Acarbose: <2% (as active drug) and approx 35% (as metabolites) are absorbed from the gastrointestinal tract. Time to peak plasma concentration: Approx 1 hour (active drug).

Metformin: Slowly and incompletely absorbed from the gastrointestinal tract. Food slightly delays and decreases the extent of absorption. Absolute bioavailability: 50-60%. Time to peak plasma concentration: 2-3 hours (immediate-release); 7 hours, range: 4-8 hours (extended-release).

Bioavailability: 50-60% (Metformin [fasted])

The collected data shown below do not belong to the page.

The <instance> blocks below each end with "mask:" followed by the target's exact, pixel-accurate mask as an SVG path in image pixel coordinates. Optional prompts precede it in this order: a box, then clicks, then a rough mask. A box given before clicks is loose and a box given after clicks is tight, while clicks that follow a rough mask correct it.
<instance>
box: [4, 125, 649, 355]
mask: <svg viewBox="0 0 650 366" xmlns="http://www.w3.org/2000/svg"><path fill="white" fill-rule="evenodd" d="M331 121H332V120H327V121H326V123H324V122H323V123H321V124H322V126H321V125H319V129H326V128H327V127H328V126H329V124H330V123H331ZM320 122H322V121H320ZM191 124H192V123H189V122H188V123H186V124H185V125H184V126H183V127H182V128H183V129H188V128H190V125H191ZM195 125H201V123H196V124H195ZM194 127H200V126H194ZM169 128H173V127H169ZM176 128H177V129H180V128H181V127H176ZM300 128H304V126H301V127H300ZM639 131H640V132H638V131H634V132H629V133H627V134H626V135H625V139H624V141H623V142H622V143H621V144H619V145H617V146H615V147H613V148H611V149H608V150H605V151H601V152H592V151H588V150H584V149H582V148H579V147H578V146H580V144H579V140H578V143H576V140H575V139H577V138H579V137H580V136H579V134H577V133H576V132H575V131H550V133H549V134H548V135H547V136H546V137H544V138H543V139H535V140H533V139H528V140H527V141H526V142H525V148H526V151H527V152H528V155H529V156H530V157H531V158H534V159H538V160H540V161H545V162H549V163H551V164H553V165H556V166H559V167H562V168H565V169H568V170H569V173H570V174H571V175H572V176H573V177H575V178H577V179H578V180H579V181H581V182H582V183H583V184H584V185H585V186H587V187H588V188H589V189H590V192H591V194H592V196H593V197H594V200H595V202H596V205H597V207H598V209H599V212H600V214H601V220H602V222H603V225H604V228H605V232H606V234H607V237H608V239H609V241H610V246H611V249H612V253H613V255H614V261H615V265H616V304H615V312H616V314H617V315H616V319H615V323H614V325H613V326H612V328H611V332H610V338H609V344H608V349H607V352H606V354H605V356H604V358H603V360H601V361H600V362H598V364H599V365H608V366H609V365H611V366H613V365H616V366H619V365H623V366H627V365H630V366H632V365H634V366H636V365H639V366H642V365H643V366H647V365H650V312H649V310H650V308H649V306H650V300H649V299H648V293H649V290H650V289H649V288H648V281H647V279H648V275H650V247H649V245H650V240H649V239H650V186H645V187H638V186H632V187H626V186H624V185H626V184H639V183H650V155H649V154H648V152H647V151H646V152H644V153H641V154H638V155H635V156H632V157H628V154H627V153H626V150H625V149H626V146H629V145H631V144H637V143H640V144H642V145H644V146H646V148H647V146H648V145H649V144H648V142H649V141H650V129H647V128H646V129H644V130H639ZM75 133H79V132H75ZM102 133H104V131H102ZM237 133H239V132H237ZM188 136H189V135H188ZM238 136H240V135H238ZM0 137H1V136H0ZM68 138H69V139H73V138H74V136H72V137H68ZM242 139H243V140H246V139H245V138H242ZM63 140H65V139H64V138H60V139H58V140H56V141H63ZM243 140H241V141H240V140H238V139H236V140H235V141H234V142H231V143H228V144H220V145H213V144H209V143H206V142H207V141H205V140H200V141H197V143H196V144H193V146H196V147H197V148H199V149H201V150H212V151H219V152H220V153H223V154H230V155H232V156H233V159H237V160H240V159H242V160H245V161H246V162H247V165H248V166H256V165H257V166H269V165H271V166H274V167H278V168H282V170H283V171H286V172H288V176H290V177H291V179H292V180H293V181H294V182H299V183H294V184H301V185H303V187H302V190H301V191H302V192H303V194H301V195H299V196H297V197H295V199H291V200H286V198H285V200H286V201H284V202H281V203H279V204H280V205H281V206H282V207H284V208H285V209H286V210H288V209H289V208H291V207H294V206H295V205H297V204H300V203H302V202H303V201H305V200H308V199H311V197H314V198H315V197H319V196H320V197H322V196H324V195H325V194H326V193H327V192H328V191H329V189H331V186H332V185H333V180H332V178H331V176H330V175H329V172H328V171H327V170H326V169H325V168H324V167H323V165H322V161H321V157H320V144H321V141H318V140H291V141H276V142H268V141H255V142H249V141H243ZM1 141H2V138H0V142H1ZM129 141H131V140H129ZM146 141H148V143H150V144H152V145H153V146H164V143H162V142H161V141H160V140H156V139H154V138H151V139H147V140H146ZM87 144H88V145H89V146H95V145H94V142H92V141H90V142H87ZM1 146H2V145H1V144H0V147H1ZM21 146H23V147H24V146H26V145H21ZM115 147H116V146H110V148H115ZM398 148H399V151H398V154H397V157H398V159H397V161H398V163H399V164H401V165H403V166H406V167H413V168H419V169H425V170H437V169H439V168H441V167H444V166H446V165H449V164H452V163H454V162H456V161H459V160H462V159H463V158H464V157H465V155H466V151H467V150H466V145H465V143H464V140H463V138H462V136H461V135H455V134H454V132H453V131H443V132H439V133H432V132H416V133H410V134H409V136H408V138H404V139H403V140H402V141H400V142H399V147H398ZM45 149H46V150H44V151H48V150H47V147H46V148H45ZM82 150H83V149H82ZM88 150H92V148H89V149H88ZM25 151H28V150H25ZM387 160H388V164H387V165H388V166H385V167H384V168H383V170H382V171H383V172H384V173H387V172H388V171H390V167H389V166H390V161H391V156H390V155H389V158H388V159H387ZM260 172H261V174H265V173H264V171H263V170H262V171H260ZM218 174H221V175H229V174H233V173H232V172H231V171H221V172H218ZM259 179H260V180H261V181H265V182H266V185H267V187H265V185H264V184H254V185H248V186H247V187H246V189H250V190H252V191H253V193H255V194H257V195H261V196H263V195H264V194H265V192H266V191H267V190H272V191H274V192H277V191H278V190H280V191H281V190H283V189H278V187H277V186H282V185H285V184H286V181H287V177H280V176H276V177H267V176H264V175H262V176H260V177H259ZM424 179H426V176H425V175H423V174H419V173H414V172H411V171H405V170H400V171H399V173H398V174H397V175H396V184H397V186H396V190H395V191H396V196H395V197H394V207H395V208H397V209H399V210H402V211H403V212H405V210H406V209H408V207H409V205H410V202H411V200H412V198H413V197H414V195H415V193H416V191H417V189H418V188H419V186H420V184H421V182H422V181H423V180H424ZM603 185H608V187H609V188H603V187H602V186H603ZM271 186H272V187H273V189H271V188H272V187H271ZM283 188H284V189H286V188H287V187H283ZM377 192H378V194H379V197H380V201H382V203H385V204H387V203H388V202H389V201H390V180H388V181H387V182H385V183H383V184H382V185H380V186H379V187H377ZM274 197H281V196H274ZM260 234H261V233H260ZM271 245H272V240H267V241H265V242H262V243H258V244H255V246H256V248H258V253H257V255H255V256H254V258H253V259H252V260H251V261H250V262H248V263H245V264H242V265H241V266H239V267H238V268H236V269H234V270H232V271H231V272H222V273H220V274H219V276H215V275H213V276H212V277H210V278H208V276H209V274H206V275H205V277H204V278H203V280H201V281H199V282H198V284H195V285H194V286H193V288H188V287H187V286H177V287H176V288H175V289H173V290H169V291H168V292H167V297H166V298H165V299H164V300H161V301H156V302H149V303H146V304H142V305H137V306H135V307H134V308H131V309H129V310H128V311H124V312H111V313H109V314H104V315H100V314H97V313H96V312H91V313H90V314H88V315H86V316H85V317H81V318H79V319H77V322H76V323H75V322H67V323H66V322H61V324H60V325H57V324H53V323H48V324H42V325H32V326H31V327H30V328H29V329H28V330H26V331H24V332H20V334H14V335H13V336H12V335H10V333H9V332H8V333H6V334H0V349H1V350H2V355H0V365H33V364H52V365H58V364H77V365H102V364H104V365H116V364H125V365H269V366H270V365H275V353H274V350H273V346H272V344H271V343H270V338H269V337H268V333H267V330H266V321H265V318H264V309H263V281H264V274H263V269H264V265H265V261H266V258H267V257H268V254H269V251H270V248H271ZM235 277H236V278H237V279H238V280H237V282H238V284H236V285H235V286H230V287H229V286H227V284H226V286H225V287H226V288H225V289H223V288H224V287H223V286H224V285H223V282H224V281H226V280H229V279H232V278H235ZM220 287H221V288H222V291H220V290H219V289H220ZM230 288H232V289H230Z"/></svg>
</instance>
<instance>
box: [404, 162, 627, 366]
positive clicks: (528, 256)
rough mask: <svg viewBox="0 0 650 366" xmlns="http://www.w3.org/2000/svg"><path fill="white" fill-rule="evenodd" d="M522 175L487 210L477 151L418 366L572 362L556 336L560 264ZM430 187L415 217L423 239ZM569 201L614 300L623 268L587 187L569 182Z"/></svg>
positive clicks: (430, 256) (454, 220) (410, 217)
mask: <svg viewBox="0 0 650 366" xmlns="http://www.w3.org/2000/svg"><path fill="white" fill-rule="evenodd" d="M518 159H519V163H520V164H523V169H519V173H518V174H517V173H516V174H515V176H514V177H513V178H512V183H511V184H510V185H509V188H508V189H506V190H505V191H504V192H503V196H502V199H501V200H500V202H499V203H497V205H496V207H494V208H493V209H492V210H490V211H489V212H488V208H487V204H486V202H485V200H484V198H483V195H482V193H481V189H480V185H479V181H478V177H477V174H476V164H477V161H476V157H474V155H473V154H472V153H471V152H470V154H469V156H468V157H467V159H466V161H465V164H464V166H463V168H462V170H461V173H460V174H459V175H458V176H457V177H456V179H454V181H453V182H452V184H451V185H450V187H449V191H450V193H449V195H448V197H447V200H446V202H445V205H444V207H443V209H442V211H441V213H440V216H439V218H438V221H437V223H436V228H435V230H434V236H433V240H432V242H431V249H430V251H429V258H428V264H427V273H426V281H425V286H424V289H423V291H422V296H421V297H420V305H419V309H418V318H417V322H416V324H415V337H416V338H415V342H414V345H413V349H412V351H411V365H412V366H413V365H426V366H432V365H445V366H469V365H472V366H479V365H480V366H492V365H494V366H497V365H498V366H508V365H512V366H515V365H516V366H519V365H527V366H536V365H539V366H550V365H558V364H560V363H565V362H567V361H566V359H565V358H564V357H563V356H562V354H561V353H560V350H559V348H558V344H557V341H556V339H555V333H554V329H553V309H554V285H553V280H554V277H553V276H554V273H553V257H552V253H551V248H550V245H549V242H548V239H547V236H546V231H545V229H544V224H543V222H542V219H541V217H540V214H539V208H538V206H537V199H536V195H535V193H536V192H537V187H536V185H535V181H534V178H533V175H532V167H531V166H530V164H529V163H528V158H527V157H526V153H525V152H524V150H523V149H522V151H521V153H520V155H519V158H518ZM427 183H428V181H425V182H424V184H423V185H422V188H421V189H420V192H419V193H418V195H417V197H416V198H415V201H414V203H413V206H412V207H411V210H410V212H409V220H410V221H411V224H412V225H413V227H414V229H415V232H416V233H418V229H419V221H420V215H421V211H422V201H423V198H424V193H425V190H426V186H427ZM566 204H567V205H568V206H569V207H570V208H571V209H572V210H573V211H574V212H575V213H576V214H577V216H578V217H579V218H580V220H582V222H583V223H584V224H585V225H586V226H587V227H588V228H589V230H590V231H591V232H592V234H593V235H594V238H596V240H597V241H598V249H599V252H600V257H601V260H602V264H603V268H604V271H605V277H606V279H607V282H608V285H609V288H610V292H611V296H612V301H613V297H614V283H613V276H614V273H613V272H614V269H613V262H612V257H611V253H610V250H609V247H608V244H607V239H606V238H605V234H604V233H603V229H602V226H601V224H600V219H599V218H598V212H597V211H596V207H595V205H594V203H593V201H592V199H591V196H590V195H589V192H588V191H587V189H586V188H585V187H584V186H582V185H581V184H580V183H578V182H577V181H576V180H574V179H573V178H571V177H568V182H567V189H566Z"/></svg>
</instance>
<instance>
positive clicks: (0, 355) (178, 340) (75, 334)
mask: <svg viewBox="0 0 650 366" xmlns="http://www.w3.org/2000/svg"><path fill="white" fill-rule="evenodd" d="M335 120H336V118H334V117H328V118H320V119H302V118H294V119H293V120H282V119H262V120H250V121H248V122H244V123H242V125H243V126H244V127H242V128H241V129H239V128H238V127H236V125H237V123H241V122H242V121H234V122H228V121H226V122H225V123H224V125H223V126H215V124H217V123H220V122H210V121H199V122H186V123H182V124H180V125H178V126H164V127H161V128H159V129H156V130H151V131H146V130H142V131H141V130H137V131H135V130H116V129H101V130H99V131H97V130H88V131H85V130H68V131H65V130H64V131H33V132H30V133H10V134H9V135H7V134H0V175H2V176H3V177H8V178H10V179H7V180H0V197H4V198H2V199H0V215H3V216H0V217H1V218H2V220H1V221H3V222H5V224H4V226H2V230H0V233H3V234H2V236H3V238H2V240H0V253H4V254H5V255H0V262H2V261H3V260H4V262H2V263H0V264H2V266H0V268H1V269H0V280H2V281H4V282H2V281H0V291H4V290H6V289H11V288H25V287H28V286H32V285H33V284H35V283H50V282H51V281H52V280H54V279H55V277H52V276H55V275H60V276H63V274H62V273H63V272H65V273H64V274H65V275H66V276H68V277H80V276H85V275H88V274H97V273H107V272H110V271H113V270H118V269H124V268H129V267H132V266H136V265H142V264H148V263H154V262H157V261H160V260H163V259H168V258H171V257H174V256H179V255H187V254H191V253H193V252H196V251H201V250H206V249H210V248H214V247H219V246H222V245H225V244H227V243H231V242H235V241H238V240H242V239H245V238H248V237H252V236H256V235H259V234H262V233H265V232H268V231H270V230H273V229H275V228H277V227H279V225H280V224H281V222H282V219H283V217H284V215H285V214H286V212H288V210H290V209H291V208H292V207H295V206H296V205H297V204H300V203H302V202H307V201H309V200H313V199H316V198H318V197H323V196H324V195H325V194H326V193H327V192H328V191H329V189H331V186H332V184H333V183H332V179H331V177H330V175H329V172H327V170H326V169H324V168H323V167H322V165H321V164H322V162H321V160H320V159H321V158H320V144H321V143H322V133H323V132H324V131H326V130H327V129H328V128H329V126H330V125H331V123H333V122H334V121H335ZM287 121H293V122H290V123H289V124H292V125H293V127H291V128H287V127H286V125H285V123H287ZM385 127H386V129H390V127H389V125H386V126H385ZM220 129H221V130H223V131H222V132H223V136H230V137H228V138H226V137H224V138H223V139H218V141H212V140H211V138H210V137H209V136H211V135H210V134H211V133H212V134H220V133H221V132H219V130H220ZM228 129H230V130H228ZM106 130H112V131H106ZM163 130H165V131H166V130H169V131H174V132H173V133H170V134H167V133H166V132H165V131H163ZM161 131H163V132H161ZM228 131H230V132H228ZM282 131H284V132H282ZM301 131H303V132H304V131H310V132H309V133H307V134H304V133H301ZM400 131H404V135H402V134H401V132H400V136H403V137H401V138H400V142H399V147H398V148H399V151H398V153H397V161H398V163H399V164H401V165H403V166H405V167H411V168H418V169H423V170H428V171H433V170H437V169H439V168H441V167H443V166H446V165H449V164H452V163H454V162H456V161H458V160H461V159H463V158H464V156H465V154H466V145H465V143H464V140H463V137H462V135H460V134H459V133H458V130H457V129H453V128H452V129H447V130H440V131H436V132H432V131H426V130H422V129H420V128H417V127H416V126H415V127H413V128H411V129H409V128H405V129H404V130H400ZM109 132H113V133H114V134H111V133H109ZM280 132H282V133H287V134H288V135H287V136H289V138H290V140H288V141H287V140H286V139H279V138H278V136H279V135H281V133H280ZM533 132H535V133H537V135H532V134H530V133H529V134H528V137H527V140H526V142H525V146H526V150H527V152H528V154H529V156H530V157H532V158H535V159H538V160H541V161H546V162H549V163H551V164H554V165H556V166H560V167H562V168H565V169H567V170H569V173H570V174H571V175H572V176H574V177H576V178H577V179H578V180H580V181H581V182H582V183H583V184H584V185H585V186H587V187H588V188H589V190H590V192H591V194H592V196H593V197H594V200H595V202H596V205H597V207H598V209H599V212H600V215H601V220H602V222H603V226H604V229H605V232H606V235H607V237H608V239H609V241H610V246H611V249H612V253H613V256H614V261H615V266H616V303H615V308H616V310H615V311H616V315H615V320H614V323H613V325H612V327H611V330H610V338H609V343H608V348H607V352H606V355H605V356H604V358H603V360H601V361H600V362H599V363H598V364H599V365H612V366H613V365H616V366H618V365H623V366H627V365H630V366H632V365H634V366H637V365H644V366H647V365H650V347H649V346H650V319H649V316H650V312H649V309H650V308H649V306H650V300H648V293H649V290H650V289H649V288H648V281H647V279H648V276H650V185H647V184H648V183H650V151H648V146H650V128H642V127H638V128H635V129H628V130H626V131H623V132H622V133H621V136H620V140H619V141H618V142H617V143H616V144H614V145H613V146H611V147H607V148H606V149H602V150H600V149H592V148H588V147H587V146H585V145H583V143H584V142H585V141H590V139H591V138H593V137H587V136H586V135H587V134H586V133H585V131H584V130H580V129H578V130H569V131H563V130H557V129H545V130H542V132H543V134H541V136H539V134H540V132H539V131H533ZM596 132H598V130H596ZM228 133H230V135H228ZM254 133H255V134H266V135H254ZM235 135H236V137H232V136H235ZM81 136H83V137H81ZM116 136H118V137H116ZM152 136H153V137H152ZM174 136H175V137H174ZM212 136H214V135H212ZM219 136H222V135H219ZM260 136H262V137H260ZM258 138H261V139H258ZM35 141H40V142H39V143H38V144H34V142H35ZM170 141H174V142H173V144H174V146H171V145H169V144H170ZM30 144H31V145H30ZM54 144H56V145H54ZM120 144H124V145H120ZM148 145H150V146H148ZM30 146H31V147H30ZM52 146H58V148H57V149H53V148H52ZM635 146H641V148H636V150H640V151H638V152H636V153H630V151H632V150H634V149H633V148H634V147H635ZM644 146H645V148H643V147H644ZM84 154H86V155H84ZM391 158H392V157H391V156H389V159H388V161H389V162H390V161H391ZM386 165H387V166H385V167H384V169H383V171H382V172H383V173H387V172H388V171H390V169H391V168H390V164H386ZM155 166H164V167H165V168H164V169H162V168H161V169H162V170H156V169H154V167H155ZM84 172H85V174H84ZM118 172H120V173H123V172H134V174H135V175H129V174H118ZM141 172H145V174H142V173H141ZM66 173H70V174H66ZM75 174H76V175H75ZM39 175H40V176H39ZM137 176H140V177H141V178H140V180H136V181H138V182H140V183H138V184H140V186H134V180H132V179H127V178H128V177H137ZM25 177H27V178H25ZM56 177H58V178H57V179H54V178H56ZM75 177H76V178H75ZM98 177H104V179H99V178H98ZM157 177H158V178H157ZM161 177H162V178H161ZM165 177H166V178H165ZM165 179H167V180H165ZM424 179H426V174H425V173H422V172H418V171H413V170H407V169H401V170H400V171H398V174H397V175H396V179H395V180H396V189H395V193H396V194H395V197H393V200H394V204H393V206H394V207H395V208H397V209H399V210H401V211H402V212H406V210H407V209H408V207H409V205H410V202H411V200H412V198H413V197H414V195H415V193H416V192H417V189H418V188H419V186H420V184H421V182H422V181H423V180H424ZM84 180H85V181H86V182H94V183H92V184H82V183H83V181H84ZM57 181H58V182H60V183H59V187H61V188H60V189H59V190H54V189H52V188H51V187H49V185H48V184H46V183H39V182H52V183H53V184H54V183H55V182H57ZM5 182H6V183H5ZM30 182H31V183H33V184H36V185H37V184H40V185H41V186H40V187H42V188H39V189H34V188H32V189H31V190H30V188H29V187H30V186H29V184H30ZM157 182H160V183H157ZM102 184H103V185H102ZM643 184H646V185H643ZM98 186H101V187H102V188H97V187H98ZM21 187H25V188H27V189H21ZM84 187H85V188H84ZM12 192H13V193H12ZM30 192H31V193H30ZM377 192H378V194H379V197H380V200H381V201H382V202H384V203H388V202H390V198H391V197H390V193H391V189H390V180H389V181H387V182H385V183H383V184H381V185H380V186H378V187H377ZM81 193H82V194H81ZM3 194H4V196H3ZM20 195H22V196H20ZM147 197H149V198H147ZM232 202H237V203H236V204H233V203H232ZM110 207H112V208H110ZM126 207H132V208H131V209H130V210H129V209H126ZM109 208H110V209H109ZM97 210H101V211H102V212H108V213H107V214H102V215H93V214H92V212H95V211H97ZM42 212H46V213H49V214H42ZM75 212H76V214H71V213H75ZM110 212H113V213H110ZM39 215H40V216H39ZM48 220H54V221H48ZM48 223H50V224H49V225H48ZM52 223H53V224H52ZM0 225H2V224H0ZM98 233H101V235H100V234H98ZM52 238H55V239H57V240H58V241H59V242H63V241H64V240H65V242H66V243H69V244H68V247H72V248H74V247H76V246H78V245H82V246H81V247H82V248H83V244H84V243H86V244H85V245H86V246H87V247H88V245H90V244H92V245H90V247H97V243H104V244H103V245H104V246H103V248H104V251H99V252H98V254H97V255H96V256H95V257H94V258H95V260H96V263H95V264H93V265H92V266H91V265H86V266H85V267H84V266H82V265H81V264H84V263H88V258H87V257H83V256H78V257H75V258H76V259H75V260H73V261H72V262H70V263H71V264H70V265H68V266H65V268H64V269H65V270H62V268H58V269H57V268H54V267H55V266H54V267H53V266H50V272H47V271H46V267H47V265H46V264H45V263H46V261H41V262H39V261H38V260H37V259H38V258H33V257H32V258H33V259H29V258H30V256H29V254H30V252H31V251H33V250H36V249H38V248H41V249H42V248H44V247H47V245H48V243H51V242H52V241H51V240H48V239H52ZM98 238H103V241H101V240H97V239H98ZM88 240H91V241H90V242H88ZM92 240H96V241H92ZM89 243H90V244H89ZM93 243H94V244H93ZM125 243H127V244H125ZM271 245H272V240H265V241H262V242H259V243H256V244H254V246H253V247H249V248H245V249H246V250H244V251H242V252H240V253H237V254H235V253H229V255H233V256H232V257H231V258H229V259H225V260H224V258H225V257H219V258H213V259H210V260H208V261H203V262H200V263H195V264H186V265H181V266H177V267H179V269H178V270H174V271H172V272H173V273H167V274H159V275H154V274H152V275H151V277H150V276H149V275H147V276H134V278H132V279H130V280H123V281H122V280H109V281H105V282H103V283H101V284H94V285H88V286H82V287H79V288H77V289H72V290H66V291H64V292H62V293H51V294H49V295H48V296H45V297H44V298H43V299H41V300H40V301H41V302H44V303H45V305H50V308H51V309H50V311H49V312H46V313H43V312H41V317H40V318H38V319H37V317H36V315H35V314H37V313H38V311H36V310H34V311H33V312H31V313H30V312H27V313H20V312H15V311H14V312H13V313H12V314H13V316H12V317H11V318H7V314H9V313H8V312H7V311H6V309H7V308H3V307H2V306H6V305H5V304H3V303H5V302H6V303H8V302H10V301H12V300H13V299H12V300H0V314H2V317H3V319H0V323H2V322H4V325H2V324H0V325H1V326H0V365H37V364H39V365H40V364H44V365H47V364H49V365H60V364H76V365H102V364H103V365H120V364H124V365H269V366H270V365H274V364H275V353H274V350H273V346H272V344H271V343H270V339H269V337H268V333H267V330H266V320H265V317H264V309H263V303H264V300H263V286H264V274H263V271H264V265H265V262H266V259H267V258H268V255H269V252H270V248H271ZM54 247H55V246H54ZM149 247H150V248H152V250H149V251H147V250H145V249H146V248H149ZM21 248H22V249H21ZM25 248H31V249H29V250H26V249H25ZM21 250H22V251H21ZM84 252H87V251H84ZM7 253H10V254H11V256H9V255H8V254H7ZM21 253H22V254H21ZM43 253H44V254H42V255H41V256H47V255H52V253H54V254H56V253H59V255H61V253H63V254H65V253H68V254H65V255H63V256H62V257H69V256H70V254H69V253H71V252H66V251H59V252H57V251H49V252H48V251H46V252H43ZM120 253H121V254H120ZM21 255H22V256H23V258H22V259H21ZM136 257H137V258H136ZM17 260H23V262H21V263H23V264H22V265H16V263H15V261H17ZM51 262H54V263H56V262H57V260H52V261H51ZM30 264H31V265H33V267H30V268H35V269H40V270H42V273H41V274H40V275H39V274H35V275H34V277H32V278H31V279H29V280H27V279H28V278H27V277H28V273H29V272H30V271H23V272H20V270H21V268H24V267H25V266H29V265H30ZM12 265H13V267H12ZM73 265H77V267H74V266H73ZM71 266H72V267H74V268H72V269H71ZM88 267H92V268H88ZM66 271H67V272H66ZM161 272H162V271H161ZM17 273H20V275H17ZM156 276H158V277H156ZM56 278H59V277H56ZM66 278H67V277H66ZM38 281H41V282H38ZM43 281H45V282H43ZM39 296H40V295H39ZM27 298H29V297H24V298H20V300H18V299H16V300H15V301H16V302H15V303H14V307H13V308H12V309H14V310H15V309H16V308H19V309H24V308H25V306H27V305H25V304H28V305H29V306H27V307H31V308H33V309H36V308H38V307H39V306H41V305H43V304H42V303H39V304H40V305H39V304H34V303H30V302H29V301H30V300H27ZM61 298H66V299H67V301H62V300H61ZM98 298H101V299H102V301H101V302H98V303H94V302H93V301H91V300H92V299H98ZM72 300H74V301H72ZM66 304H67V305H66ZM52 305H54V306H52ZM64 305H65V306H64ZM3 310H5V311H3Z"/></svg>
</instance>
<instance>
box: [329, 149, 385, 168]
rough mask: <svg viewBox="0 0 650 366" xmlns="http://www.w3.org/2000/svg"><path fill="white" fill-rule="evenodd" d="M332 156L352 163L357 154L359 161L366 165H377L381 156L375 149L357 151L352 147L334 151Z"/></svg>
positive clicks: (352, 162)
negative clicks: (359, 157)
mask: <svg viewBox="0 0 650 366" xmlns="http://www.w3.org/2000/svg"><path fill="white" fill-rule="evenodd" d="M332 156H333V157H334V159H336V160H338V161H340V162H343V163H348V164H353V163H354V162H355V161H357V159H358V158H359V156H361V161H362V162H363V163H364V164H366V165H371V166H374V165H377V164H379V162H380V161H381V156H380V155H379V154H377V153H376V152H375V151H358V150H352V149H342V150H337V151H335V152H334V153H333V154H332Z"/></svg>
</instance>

Acarbose: Minimal distribution

Metformin: Concentrates in the liver, kidney and gastrointestinal tract. It crosses the placenta and then enters breast milk (small amounts). Volume of distribution: 654 ± 358 L.

Protein-bound: Negligible (Metformin)

Acarbose: Exclusively metabolized in the gastrointestinal tract mainly by intestinal bacteria and digestive enzymes into at least 13 metabolites, including sulfate, methyl, and glucuronide conjugates as the primary metabolites.

Metformin: Excreted unchanged in the urine and did not undergo specific hepatic metabolism (no metabolites have been found in humans) or biliary excretion.

Acarbose: Via urine (approx 34% as inactive metabolites; <2% as unchanged drug and active metabolites); faeces (approx 51% as unabsorbed drug). Elimination half-life: Approx 2 hours.

Metformin: With a plasma elimination half-life of roughly 6.2 hours, 90% of the absorbed medication is excreted via the renal pathway during the first 24 hours following oral administration. The elimination half-life of blood is roughly 17.6 hours, indicating that the erythrocyte bulk could constitute a distribution compartment.